Aquaculture for all

Target Well On the Way to Selling 100% Sustainable Seafood

Sustainability Processing Economics +4 more

US - US retailer Target has announced that it is 97 per cent complete on its goal of only selling fresh and frozen seafood that is sustainable and traceable.

Lucy Towers thumbnail

Target set the goal to have its entire fresh and frozen seafood assortment sustainable, traceable, or in a time-bound improvement process by the end of fiscal year 2015, back in 2011.

To meet the goal, Target’s senior seafood buyer Nic Berkeland and partner Gry Engen have worked closely with environmental partner FishWise, trusted vendors and other stakeholders, to develop a comprehensive sustainable seafood programme with strict guidelines that every fresh or frozen seafood product sold must meet.

Products that meet the sustainable seafood guidelines are rated Green or Yellow by the Monterey Bay Aquarium (MBA)’s Seafood Watch program, or are from eco-certified sources deemed equivalent to an MBA Yellow rating or better.

By 2015, 100 per cent of Target’s owned-brand seafood products had met the goal.

The milestone didn’t come easily. “It really was an industry-leading project,” Mr Berkeland said. “When we first started out, there weren’t a lot of suppliers whose fisheries or farms were ready, willing and able to meet our criteria on such an ambitious timeline.”

For many vendors, it meant big, time-consuming changes to their operations, tracing products back to the boats the fish were caught on, and shifting business to new fisheries around the world who sourced responsibly.

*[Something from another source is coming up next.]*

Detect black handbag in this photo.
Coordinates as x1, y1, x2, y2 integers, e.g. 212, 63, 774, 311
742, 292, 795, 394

“The partnership with FishWise made things really seamless,” Mr Berkeland said.

“They advised us, and connected us with the right vendors, organizations and experts to help make the best decisions for everyone involved. And the seafood community was really open to what we were doing—they knew the industry was moving toward sustainably-sourced products, and that making these updates to their businesses now would help them in the future.”

Target is now pushing ahead to achieve full compliance across the remaining products later this year.